I was once a sucker for skill and technique, with one too many ideas about how art *should be* drilled into my head in school, now transformed to what I like to call a “do whatever” artist.
“Never draw from your imagination” was something that was used to scold me previously by classical-conforming art teachers stuck in the renaissance period; It had slightly put me off along with criticism from a (in retrospect) jealous and projecting ex-boyfriend who was insecure about his own creative work, (I’ll leave those horror stories for the campfire), but back then I put it down to depression and creative block. A lazy escape from dealing with my pent-up anxiety of being valued as an artist.

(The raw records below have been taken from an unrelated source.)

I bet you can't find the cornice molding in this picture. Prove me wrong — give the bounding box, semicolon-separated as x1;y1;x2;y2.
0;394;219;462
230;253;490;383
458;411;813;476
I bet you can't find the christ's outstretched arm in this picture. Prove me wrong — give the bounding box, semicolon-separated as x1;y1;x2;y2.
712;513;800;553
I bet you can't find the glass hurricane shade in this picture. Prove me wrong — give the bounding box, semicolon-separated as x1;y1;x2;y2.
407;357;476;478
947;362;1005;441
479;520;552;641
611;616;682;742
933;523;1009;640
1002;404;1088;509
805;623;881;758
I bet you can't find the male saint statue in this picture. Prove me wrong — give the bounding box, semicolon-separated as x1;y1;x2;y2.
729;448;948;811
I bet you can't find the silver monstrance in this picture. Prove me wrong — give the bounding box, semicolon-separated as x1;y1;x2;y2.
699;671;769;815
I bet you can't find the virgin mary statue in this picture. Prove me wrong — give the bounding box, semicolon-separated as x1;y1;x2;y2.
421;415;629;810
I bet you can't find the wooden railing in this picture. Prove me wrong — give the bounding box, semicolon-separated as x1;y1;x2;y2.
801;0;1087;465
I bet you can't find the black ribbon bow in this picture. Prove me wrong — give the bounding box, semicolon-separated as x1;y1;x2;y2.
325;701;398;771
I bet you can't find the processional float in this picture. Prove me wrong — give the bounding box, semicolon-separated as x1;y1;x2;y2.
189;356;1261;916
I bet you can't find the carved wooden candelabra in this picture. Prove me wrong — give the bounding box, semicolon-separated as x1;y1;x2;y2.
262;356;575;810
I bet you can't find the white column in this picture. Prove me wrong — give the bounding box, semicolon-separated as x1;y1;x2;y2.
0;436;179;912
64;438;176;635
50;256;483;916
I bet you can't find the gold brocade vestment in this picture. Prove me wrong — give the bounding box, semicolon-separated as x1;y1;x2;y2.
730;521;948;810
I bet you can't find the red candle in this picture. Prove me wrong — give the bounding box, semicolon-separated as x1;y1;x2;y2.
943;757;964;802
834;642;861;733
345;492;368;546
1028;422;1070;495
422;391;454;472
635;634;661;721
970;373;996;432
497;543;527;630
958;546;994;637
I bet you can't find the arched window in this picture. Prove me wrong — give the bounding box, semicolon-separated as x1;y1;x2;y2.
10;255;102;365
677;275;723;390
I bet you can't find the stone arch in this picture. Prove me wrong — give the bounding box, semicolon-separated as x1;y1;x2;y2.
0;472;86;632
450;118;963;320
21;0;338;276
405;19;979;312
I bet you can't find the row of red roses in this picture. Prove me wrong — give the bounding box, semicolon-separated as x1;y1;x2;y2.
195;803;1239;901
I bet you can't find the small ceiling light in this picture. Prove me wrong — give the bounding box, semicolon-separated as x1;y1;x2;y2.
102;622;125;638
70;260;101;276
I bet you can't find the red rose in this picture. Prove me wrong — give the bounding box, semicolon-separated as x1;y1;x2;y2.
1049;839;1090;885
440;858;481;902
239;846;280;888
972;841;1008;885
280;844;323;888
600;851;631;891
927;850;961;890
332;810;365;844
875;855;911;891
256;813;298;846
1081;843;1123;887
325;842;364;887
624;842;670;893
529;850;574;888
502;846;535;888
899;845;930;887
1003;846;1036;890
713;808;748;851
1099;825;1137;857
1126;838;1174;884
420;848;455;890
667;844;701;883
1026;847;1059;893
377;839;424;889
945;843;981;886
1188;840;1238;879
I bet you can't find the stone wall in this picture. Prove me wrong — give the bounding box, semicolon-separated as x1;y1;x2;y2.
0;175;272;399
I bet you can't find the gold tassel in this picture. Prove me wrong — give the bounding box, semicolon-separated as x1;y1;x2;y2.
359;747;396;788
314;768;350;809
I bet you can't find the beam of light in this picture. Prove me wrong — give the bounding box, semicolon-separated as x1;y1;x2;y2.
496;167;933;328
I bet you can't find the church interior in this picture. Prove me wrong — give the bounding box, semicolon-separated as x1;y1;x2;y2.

One day a couple of months ago, I had sort of an epiphany after being attacked by some very aggressive women in a scummy London night club. After a night in the ER with head injuries I sort of snapped, booked a holiday to Japan (with money I didn’t really have) and started thinking about ways I could make myself happy and whole. I think I just decided I didn’t really like the way I had been treated previously by people and I was going to start making my own rules about how to go about doing things. I went to the local budget art and craft store and bought armfuls of tubes of acrylic paint and some big bargain canvases and sat myself down in my garden to vent.
After the first painting I felt good. After the second I felt like I was on to something. Each painting so far has been mostly, if not completely unplanned, I just sort of channel whatever I’m feeling into strokes and colours and then it all sort of comes together. No training, no technique, no rights and wrongs. And because of this, when someone criticises my work (as people will when you share on any public forum, but more so if you live in a dead-end town with a lot of bitter people who don’t really want to be there) I don’t feel down about it. I don’t think “I’m doing everything I’ve been asked and I’ve tried so hard, it’s still no good.”
I feel good enough from the process that the end result is up to interpretation, and if people are unimpressed that’s fine, and I maybe feel a little sad for them for not fully knowing the freedom and beauty of creating without constraints.
Some of my graphite portraiture sketches from the past year.
I started drawing portraits and characters from a young age, Over the past few years I have begun developing a style that focuses greatly on detail, and has a running floral theme also. This style has mainly developed from drawing the things, people and styles that I like. The process of drawing curly hair and repeated floral patterns are very relaxing to me personally, which is nice because I have a tendency to get very frustrated with my own abilities as an artist. I find that building up from small details allows me a sense of control over my work that I don’t find in working the other way around and adding the detail last.